Regular Expressions For Extracting Data Rating

Recently, I was working on a review scraper and needed to pull just the rating values out of strings like « 5.0 of 5 bubbles ». Regular expressions proved to be a perfect fit for easily parsing and capturing the data I needed.

Kode

novembre 17, 2023

Regular Expressions to Extract Data rating

The other day I was writing a PHP script to scrape reviews off of some websites to collect ratings data. The reviews contained text like “5.0 of 5 bubbles” that displayed the rating value and the maximum possible rating. My goal was to extract just the rating number and max rating as usable values for each review.

Initially I tried using PHP string functions like substr() and strpos() to cut out pieces of the text. But I quickly realized this would require some ugly string manipulation code that would break easily if the text format changed at all. There had to be a better way!
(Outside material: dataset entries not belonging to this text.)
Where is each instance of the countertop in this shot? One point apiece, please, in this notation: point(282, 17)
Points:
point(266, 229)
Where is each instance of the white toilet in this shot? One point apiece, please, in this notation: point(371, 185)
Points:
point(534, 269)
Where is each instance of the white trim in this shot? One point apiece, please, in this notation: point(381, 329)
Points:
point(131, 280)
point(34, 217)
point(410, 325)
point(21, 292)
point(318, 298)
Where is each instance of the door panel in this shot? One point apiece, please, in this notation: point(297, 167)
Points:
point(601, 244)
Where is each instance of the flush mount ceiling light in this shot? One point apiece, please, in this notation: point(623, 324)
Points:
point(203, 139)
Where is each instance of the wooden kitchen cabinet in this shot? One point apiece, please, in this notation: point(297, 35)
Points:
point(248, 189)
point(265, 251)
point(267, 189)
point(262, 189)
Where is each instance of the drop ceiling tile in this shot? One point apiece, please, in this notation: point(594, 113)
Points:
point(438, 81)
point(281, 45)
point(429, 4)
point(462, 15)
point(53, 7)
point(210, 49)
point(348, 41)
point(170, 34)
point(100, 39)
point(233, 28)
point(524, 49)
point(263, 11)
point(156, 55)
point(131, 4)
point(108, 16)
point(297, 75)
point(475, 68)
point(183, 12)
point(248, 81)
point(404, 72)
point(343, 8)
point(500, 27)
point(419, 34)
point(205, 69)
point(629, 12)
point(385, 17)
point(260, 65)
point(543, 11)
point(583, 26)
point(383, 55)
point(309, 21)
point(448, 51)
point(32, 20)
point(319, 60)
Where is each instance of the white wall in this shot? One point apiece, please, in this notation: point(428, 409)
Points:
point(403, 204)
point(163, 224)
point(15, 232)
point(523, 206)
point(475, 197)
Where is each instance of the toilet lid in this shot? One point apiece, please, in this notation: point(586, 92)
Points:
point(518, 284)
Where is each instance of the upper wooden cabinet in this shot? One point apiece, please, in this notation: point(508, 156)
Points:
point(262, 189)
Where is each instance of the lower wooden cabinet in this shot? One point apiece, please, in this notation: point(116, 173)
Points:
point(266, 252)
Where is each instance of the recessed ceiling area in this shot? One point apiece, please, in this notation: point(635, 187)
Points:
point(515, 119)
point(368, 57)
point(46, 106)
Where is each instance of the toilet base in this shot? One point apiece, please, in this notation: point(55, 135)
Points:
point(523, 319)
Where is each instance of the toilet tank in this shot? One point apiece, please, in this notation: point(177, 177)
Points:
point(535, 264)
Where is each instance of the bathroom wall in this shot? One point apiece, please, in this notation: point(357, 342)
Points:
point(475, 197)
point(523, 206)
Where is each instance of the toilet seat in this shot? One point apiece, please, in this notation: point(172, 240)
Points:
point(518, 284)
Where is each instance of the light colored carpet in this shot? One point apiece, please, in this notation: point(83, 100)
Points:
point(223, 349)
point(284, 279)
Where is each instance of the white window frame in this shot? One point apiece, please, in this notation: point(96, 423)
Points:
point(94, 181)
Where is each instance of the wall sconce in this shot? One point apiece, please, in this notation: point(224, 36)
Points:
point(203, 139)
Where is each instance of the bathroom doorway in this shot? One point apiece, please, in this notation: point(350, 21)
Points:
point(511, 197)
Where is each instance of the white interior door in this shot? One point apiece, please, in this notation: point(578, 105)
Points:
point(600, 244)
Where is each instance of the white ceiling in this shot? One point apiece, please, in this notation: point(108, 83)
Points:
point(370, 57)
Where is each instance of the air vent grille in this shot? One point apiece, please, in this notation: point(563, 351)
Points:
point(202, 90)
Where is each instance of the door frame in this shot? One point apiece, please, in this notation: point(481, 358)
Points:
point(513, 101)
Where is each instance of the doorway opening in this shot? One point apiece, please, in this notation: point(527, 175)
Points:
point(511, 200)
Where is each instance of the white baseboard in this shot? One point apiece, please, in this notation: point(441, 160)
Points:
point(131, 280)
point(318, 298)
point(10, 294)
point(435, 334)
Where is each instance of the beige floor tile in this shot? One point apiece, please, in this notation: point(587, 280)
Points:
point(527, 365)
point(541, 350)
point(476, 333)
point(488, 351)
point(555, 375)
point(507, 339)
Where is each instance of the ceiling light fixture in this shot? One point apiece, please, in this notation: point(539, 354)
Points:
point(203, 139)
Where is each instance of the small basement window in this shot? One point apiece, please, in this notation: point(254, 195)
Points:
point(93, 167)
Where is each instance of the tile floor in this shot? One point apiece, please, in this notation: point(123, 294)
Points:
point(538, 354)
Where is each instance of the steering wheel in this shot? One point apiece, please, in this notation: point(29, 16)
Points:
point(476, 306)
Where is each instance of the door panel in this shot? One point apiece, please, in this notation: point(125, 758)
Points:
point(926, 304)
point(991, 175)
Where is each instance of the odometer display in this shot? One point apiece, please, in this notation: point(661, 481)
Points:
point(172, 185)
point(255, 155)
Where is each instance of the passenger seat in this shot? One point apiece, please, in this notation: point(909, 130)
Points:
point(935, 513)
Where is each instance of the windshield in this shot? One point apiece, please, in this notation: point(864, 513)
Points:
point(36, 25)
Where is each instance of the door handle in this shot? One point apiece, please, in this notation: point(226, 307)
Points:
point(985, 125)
That’s when I remembered regular expressions would be perfect for parsing this kind of text. Regex allows you to search for matches to flexible text patterns instead of exact strings. After some tinkering, I came up with a regex that would nicely capture the rating number and max rating from the strings:

/(\d\.?\d+)\s+of\s+(\d+)\s+bubbles/

Here’s how it works:

(\d.?\d+) – Matches the rating number, which can be an integer or float
\s+ – Matches 1+ whitespace characters
of – Matches the word “of”
\s+ – Matches 1+ whitespace characters
(\d+) – Captures max rating as integers
bubbles – Matches the word “bubbles”

With this regex, I could use PHP’s preg_match function to extract exactly the pieces of data I needed from any review string containing this format. No messy string manipulation required!

The code looked like:

$str = '5.0 of 5 bubbles'; 

preg_match('/(\d\.?\d+)\s+of\s+(\d+)\s+bubbles/', $str, $matches);

$rating = $matches[1]; 
$max = $matches[2];

And voilà! $rating contained the number rating, $max contained the max rating, extracted cleanly from the string in just a couple lines. Regex for the win!

Using regular expressions unlocked an easy way for me to reliably parse out and capture the targeted data I needed from these strings. I could reuse this regex even if the text changed slightly without having to rewrite all my parsing logic. Now that’s coding efficiency and simplicity at its finest!